Compression Digest
compression/_posts/2015-03-06-facerecognition_with_opencv.md
Face Recognition Techniques with OpenCV
[Literal] This post summarizes approaches and ideas for face recognition using OpenCV, focusing on geometric features, Eigenfaces, and Local Binary Patterns Histograms (LBPH).
[Literal] Geometric features utilize marker points like eyes, ears, and noses to build feature vectors based on distances and angles.
[AI Synthesis] The core idea behind Eigenfaces is dimensionality reduction, assuming facial images can be represented in a lower-dimensional subspace capturing most of the variance.
[Literal] Eigenfaces uses Principal Component Analysis (PCA) to find this lower-dimensional subspace with maximum variance.
[AI Synthesis] A computational trick allows for eigenvalue decomposition on a smaller matrix (N x N) instead of the larger image matrix (M x N) when M > N, improving efficiency.
[AI Synthesis] While PCA maximizes variance, it might not be optimal for classification if variance is due to external factors like lighting.
[Literal] OpenCV's createEigenFaceRecognizer API performs PCA and projects data into the subspace.
[Literal] The predict method in Eigenfaces uses L2 distance in the trained subspace to find the closest match.
[AI Synthesis] Fisherfaces is mentioned as another technique, though not detailed in this source.
[AI Synthesis] LBPH focuses on local features, making it implicitly low-dimensional and more robust to illumination variations.
[Literal] Local Binary Patterns (LBP) summarize local structure by comparing pixels with their neighbors.
[Literal] OpenCV'screateLBPHFaceRecognizeruses parameters for LBP creation (radius,neighbors) and spatial histogram grid (grid_x,grid_y).

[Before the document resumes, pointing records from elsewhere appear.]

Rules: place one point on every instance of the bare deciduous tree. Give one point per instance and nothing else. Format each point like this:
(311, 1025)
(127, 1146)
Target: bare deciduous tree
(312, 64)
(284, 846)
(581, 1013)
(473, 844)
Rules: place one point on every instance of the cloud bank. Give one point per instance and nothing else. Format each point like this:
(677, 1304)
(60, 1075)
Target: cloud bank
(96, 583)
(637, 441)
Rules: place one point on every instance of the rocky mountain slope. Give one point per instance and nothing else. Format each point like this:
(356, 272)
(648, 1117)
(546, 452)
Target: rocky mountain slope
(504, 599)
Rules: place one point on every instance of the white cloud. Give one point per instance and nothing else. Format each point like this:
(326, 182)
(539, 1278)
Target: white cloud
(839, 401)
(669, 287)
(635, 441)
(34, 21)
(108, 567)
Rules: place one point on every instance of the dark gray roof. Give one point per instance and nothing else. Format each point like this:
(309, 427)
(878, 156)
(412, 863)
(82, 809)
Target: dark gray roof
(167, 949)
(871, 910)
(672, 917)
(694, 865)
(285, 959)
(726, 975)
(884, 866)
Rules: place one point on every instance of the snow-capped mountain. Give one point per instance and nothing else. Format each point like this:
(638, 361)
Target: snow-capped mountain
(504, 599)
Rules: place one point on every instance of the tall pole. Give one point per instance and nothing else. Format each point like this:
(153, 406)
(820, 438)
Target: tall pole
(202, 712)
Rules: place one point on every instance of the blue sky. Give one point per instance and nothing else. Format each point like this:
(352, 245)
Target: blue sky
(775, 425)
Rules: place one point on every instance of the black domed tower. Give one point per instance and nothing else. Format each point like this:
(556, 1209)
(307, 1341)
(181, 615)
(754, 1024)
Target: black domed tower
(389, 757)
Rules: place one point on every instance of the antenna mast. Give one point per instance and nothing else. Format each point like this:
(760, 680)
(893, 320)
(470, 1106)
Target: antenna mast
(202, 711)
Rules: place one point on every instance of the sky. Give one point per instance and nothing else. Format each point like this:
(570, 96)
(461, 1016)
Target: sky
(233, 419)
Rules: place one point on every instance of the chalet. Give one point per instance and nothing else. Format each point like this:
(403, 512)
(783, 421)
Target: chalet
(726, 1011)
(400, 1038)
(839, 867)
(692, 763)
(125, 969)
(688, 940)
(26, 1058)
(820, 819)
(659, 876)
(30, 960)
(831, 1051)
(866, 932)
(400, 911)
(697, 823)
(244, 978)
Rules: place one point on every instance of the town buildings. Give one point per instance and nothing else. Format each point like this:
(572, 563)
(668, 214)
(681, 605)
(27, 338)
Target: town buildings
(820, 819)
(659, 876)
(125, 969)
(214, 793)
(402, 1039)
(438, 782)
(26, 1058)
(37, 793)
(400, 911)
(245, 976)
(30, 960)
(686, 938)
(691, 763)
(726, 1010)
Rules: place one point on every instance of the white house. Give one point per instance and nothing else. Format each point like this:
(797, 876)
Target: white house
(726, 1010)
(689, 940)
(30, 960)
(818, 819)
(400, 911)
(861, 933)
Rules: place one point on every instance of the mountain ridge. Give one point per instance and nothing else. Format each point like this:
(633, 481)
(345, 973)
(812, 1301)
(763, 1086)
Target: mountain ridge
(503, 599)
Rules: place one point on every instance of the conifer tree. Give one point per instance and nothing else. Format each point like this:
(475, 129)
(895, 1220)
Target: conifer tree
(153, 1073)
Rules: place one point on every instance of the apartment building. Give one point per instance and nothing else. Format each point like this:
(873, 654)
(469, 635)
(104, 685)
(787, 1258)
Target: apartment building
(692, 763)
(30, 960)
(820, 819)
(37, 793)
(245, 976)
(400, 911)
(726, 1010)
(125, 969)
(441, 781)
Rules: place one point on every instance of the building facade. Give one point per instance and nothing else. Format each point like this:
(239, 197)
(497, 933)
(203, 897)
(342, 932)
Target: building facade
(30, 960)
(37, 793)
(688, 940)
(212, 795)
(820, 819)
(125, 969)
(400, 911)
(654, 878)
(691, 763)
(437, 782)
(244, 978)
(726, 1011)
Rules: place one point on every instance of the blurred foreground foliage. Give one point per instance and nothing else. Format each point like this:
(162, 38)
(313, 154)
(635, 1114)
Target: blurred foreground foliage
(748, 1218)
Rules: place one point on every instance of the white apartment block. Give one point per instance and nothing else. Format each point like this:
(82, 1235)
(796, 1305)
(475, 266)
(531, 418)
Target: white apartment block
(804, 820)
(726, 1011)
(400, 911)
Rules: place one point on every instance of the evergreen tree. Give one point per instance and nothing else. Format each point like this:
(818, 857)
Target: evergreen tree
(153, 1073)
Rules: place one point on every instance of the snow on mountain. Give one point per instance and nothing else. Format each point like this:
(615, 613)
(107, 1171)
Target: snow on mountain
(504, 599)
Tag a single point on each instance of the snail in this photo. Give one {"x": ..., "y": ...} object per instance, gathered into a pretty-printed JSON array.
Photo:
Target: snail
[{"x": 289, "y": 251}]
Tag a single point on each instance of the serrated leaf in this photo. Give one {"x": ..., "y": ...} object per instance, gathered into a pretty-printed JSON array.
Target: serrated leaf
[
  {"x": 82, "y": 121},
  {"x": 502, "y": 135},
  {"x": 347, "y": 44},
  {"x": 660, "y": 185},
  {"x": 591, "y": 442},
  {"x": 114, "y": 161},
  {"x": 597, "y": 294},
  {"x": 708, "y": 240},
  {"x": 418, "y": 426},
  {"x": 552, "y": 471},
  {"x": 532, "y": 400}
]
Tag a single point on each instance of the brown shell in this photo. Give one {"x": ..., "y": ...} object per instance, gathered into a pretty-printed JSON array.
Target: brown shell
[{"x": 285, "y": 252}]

[Literal] The predict method for LBPH uses the Chi-square test for distance measurement between histograms.
[Literal] Performance evaluation metrics include Receiver Operating Characteristic (ROC) curves, plotting True Acceptance Rate (TAR) against False Acceptance Rate (FAR), and Cumulative Match Characteristic (CMC) curves, which plot identification probability against candidate list size.
Key points
- [Literal] Face recognition can utilize geometric features derived from marker points (eyes, ears, nose).

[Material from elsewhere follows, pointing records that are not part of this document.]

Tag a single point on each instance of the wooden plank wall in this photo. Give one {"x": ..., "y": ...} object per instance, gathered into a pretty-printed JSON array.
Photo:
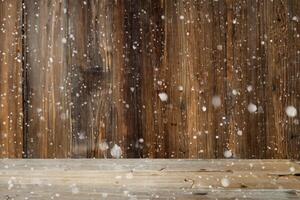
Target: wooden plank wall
[{"x": 87, "y": 73}]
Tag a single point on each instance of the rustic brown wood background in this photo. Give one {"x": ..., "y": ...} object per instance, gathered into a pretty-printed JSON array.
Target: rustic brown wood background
[{"x": 76, "y": 73}]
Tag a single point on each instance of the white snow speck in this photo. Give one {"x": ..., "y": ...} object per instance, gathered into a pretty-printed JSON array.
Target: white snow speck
[
  {"x": 292, "y": 169},
  {"x": 116, "y": 151},
  {"x": 141, "y": 140},
  {"x": 129, "y": 176},
  {"x": 216, "y": 101},
  {"x": 291, "y": 111},
  {"x": 234, "y": 92},
  {"x": 252, "y": 108},
  {"x": 249, "y": 88},
  {"x": 227, "y": 154},
  {"x": 163, "y": 96},
  {"x": 240, "y": 132},
  {"x": 180, "y": 88},
  {"x": 103, "y": 146},
  {"x": 225, "y": 182},
  {"x": 295, "y": 18}
]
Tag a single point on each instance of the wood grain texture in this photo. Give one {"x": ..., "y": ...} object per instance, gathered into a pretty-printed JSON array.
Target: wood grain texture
[
  {"x": 11, "y": 93},
  {"x": 149, "y": 179},
  {"x": 94, "y": 72}
]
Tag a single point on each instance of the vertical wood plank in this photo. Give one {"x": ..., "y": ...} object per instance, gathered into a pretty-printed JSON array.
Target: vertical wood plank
[
  {"x": 48, "y": 101},
  {"x": 11, "y": 98}
]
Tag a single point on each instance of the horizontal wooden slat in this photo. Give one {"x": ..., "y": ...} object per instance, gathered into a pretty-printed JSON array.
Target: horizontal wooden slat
[{"x": 149, "y": 179}]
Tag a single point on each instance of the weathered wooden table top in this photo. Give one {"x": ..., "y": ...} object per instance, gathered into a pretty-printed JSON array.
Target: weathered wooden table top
[{"x": 149, "y": 179}]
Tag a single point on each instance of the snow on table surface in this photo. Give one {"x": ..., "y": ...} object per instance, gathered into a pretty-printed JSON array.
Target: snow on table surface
[{"x": 149, "y": 179}]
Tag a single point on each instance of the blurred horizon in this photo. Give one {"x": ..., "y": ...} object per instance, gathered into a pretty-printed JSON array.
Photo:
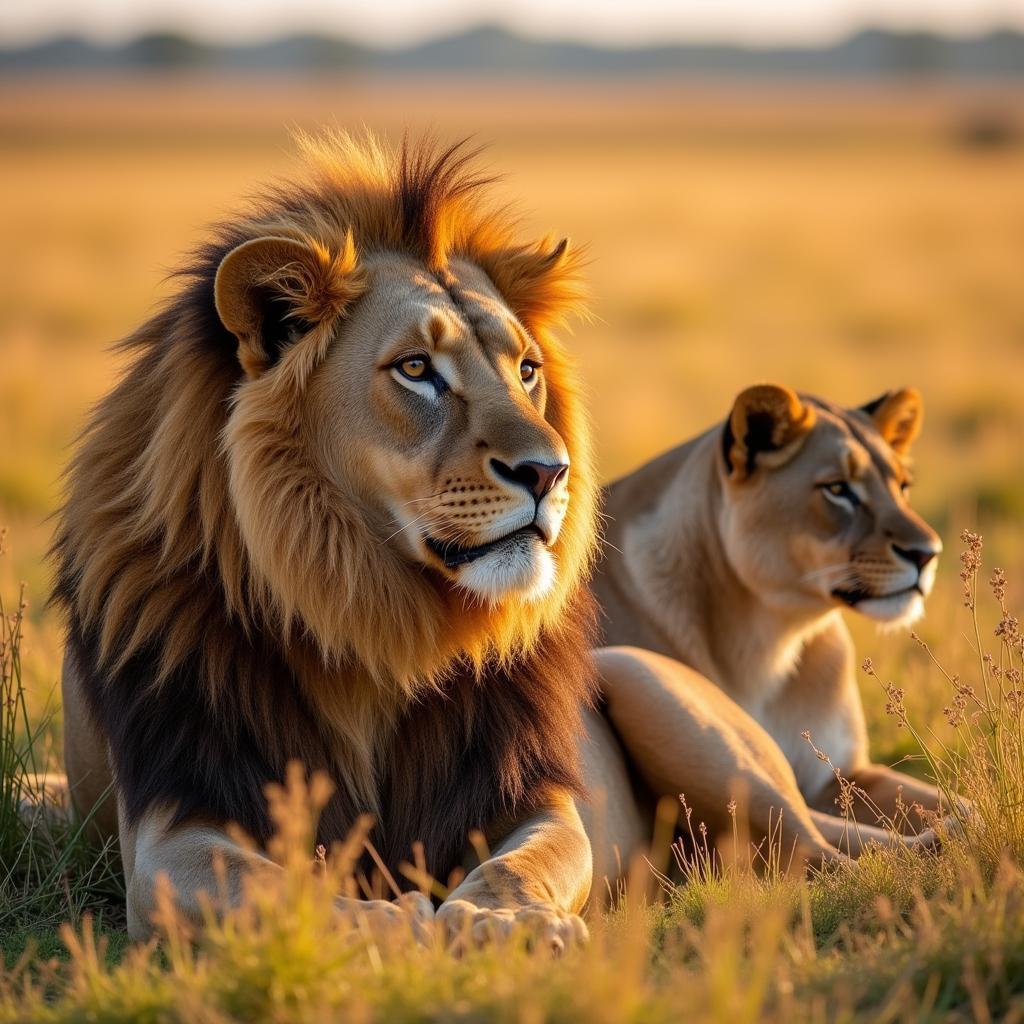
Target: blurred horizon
[
  {"x": 407, "y": 23},
  {"x": 487, "y": 49}
]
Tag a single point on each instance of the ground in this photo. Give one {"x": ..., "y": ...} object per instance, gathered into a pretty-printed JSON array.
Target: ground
[{"x": 839, "y": 240}]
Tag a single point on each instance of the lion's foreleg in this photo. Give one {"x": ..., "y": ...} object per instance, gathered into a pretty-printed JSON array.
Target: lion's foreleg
[
  {"x": 206, "y": 867},
  {"x": 538, "y": 878}
]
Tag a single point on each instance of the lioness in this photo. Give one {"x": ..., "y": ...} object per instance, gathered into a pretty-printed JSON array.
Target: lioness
[
  {"x": 736, "y": 553},
  {"x": 339, "y": 510}
]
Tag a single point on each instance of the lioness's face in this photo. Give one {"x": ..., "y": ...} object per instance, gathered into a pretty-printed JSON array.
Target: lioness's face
[
  {"x": 445, "y": 440},
  {"x": 830, "y": 524}
]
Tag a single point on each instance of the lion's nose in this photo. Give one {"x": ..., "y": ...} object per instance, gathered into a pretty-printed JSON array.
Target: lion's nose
[
  {"x": 915, "y": 556},
  {"x": 537, "y": 477}
]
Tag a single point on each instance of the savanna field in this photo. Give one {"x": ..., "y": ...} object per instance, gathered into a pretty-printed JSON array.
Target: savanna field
[{"x": 840, "y": 240}]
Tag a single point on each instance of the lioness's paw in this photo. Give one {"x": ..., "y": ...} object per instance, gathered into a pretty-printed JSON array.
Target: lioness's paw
[{"x": 466, "y": 926}]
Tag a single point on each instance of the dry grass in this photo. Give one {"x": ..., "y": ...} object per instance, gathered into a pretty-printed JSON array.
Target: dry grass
[{"x": 838, "y": 240}]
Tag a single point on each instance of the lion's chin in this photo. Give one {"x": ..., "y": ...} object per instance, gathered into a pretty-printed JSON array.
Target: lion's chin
[
  {"x": 896, "y": 610},
  {"x": 523, "y": 570}
]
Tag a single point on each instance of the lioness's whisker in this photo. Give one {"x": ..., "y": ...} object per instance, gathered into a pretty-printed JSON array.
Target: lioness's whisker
[{"x": 824, "y": 570}]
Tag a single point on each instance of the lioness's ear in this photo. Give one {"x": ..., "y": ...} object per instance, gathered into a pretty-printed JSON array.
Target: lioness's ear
[
  {"x": 271, "y": 291},
  {"x": 767, "y": 425},
  {"x": 898, "y": 417},
  {"x": 541, "y": 284}
]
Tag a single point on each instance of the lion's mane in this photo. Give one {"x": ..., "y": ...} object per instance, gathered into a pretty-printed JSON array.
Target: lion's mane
[{"x": 208, "y": 666}]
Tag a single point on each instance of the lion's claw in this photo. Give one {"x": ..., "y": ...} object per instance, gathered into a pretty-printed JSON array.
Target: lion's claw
[{"x": 466, "y": 926}]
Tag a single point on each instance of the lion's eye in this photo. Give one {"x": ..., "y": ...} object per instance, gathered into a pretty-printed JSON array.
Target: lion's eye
[
  {"x": 841, "y": 491},
  {"x": 527, "y": 371},
  {"x": 416, "y": 368}
]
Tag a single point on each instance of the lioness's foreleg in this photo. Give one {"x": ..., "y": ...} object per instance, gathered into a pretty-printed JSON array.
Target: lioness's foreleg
[
  {"x": 203, "y": 860},
  {"x": 686, "y": 736},
  {"x": 538, "y": 877},
  {"x": 888, "y": 793}
]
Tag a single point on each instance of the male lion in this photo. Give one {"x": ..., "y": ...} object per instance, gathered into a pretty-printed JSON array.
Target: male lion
[
  {"x": 339, "y": 510},
  {"x": 734, "y": 554}
]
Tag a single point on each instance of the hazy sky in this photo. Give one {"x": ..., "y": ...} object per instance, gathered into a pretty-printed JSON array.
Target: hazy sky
[{"x": 398, "y": 22}]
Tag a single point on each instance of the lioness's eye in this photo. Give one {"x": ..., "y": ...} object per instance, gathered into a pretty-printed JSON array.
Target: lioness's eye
[
  {"x": 415, "y": 368},
  {"x": 842, "y": 491},
  {"x": 527, "y": 371}
]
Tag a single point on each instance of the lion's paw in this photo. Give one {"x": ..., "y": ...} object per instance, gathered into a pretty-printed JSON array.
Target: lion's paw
[
  {"x": 466, "y": 926},
  {"x": 410, "y": 915}
]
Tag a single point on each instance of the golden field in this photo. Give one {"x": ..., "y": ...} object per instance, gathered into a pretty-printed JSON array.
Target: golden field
[
  {"x": 843, "y": 240},
  {"x": 839, "y": 239}
]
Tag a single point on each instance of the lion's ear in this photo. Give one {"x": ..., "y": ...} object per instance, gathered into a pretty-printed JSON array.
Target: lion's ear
[
  {"x": 541, "y": 284},
  {"x": 898, "y": 417},
  {"x": 766, "y": 427},
  {"x": 271, "y": 291}
]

- [Literal] Eigenfaces employs PCA to reduce dimensionality by finding the subspace with maximum variance in facial image data.
- [Literal] A computational optimization for Eigenfaces involves performing eigenvalue decomposition on an N x N matrix instead of the larger M x N image matrix.
- [Literal] OpenCV provides APIs for Eigenfaces (
createEigenFaceRecognizer) and LBPH (createLBPHFaceRecognizer). - [Literal] LBPH extracts local features using Local Binary Patterns (LBP) and summarizes them into spatial histograms.
- [Literal] LBPH uses the Chi-square test for distance calculation during prediction.
- [Literal] ROC curves assess the trade-off between TAR and FAR, while CMC curves evaluate identification accuracy across different candidate list sizes.
Patterns / reminders
- [AI Synthesis] Dimensionality reduction techniques like PCA (Eigenfaces) are crucial for handling high-dimensional image data in face recognition.
- [AI Synthesis] Local feature extraction methods like LBP (LBPH) offer robustness to variations in illumination and can be more efficient for certain applications.
- [AI Synthesis] Performance evaluation requires specific metrics like ROC and CMC to understand the trade-offs and accuracy of different face recognition algorithms.